Il Future Games Show riaccende i riflettori sul 2026 con lo Spring Showcase fissato per giovedì 12 marzo, appuntamento che verrà trasmesso durante il GDC Festival of Gaming e seguito, nella stessa giornata, da FGS Live From. Entrambi gli show saranno visibili in streaming su piattaforme come Twitch, YouTube, X, Facebook e TikTok, oltre che sui canali di GamesRadar+ e altre realtà partner, confermando la natura sempre più “diffusa” e globale dell’evento.

La formula rimane quella ormai riconoscibile: un palcoscenico digitale pensato per alternare anteprime mondiali, trailer inediti e demo pubblicate a sorpresa, con l’obiettivo di valorizzare produzioni creative e progetti emergenti accanto a titoli dal respiro più ambizioso. L’idea, in sostanza, è offrire una vetrina capace di tenere insieme la curiosità dell’indie e l’impatto del grande annuncio, mantenendo un ritmo da showcase moderno e immediato.

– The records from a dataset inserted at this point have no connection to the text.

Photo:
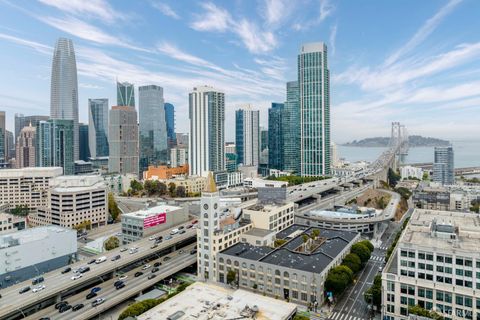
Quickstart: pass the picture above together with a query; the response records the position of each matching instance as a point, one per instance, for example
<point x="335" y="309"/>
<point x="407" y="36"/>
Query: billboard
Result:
<point x="154" y="220"/>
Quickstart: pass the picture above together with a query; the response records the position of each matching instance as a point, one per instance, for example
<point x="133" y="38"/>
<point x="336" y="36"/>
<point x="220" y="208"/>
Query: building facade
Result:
<point x="247" y="136"/>
<point x="123" y="140"/>
<point x="55" y="145"/>
<point x="98" y="127"/>
<point x="64" y="88"/>
<point x="314" y="98"/>
<point x="207" y="130"/>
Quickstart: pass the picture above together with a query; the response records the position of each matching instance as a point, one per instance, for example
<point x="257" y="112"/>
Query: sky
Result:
<point x="417" y="62"/>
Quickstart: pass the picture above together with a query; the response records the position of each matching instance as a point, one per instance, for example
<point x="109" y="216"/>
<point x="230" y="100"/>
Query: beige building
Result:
<point x="25" y="148"/>
<point x="73" y="200"/>
<point x="27" y="186"/>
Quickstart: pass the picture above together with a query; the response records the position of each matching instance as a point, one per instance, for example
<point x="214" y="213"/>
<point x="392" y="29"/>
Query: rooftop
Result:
<point x="202" y="301"/>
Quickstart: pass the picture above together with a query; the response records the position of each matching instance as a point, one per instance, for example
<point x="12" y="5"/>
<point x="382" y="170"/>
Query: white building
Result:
<point x="26" y="186"/>
<point x="411" y="172"/>
<point x="436" y="265"/>
<point x="73" y="200"/>
<point x="32" y="252"/>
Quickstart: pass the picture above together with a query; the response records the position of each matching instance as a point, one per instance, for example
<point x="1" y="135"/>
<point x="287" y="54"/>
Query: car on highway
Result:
<point x="39" y="288"/>
<point x="77" y="276"/>
<point x="77" y="307"/>
<point x="24" y="289"/>
<point x="98" y="301"/>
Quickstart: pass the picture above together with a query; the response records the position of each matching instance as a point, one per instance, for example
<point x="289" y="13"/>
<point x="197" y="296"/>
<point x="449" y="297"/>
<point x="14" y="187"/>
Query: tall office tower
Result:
<point x="83" y="142"/>
<point x="275" y="139"/>
<point x="125" y="94"/>
<point x="170" y="120"/>
<point x="314" y="88"/>
<point x="153" y="128"/>
<point x="247" y="136"/>
<point x="54" y="145"/>
<point x="291" y="129"/>
<point x="207" y="131"/>
<point x="123" y="140"/>
<point x="25" y="147"/>
<point x="64" y="88"/>
<point x="98" y="127"/>
<point x="22" y="121"/>
<point x="209" y="225"/>
<point x="443" y="168"/>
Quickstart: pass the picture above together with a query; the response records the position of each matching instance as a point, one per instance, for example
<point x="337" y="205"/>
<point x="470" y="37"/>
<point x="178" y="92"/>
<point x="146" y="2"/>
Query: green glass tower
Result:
<point x="314" y="98"/>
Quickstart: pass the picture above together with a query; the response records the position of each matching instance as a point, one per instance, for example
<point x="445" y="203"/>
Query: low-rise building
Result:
<point x="26" y="186"/>
<point x="143" y="223"/>
<point x="31" y="252"/>
<point x="435" y="265"/>
<point x="73" y="200"/>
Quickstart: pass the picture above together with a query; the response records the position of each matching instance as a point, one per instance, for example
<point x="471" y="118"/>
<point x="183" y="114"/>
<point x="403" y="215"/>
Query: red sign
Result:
<point x="155" y="220"/>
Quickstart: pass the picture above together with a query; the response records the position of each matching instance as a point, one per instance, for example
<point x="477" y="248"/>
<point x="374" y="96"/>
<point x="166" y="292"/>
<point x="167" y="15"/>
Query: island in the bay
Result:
<point x="413" y="141"/>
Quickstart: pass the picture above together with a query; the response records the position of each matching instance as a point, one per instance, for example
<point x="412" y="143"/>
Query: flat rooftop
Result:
<point x="202" y="301"/>
<point x="435" y="229"/>
<point x="151" y="211"/>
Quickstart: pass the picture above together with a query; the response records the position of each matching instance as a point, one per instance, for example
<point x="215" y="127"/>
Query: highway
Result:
<point x="57" y="283"/>
<point x="112" y="296"/>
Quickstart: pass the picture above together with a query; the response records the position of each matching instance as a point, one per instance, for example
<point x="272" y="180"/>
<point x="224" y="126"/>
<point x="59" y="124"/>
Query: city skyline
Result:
<point x="419" y="82"/>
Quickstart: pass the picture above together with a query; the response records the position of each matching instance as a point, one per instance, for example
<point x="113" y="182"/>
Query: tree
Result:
<point x="111" y="243"/>
<point x="361" y="251"/>
<point x="353" y="262"/>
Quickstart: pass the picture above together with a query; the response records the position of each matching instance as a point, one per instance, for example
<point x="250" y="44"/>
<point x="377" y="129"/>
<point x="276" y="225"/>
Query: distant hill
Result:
<point x="414" y="141"/>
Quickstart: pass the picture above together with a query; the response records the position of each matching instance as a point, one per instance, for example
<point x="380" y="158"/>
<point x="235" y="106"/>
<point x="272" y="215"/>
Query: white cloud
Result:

Spring Showcase e FGS Live From: due show, un’unica giornata di annunci

Lo Spring Showcase del 12 marzo rappresenterà il primo dei tre appuntamenti previsti per il 2026. Subito dopo la conclusione della diretta principale, FGS Live From proseguirà il racconto con nuovi trailer, segmenti di approfondimento dedicati ai giochi mostrati e ulteriori aggiornamenti legati al GDC Festival of Gaming. Una struttura che mira a dare continuità alla programmazione, lasciando spazio non solo alla sorpresa dell’annuncio, ma anche a un contesto più ampio fatto di commenti editoriali e focus mirati.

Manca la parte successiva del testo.